Materials and Methods
Written informed consents were obtained from all patients or their parents. Experimental protocols were approved by the Committee for Ethical Issue at Yokohama City University School of Medicine.
A total of 28 ASD patients, diagnosed according to DSM IV-TR criteria, and 10 patients with other identified diseases with known mutations in one of the target genes, were used for this study. DNA was obtained from peripheral blood leukocytes.
RainDance library preparation and DNA enrichment
The RainDance ASDSeq™ Research Screening Panel was provided by RainDance Technologies™ (Lexington, MA, USA). The RainDance ASDSeq™ panel is a genetic screening tool that offers >92% coverage of 62 genes containing known mutations associated with ASD. The library contains 2349 amplicons ranging in size from 167 to 600 bp and covering a 1034 kb region. Coverage includes all exons for each gene plus 50 bp up- and downstream of each exon, to capture intron/exon splice junctions, as well as 1 kb of both the 5′ promoter region and 3′ UTRs. The panel includes both autosomal and X-linked genes.
A total of 2.5 µg of genomic DNA was used for DNA enrichment.

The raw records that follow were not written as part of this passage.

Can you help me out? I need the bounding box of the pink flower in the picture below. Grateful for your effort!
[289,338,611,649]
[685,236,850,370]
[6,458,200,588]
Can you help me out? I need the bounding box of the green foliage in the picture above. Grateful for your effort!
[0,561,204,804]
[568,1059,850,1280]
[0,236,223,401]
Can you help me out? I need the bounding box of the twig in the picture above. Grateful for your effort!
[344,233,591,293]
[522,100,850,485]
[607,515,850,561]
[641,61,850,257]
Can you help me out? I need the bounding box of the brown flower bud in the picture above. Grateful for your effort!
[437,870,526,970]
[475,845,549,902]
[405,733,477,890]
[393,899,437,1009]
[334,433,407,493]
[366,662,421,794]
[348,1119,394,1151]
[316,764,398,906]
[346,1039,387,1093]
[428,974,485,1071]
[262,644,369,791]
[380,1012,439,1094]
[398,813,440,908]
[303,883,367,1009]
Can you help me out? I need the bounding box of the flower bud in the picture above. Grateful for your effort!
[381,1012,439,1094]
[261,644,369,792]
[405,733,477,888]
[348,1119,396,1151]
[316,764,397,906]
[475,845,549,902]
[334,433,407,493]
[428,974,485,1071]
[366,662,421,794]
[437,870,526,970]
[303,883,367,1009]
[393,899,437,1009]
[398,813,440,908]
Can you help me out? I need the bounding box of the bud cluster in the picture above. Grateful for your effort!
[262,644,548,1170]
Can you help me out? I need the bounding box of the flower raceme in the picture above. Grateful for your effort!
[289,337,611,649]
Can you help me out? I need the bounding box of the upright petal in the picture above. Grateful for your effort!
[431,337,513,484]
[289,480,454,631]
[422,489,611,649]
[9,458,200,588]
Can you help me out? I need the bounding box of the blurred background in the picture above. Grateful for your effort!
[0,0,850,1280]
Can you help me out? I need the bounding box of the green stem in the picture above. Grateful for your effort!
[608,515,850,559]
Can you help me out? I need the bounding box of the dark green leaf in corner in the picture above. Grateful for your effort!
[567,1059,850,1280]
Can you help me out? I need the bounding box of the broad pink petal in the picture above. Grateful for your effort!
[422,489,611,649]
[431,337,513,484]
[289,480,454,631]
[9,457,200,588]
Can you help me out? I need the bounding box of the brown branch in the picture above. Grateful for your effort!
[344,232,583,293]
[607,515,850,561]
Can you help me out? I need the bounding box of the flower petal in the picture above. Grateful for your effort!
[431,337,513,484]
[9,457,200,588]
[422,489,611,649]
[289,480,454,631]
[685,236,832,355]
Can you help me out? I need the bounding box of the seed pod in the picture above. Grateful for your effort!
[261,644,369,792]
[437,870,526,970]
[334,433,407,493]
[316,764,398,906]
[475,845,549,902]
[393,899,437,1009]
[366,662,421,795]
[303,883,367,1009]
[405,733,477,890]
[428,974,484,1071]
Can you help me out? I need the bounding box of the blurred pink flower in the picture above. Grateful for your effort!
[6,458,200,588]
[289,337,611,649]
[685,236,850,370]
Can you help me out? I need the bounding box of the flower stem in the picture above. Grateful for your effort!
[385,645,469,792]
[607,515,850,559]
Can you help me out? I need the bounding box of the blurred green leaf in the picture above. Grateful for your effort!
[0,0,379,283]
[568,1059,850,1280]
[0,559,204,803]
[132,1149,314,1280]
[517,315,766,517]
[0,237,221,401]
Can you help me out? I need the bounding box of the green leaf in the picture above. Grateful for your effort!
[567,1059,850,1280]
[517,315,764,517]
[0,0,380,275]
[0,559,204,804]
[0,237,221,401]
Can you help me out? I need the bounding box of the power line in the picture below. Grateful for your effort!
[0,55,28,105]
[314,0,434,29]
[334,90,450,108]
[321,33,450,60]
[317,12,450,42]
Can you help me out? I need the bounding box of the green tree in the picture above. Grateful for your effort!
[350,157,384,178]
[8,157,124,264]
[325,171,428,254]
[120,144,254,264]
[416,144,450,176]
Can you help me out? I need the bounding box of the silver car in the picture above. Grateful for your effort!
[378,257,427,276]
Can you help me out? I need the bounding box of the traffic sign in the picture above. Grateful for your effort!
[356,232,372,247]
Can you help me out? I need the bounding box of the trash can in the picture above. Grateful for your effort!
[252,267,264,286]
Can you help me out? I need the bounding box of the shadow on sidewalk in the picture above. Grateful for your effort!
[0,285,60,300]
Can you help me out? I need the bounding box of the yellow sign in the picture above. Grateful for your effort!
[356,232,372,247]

The primer library and a template mix, including 1.5 µg of fragmented genomic DNA and all the PCR reaction components except the primers, were loaded on the RainDance for PCR droplet preparation, according to the manufacturer’s instructions. Samples were run on the RDT 1000 machine and PCR droplets were generated. The PCR droplets were amplified under the following conditions: 94°C for 2 min, then 54 cycles of 94°C for 30 sec, 54°C for 30 sec and 68°C for 60 sec, followed by 68°C for 10 min and 4°C for holding. After amplification, the PCR droplets were broken to release the amplicons. The amplicons were purified and quantified using the 2100 Bioanalyzer (Agilent Technologies, Santa Clara, CA, USA). The ends of the DNA fragments were repaired at 25°C for 30 min using New England BioLabs End Repair Module (New England BioLabs, Ipswich, MA, USA), followed by purification using Qiagen MinElute columns (Qiagen, Valencia, CA, USA). The PCR fragments were concatenated at 20°C for 30 min using NEB Quick Ligation Kit (New England BioLabs). The ligated products were purified using the Qiagen MinElute columns and fragmented using a Covaris S2 machine (duty cycle 10%, intensity 5, cycle/burst 200, total time per treatment 430 s).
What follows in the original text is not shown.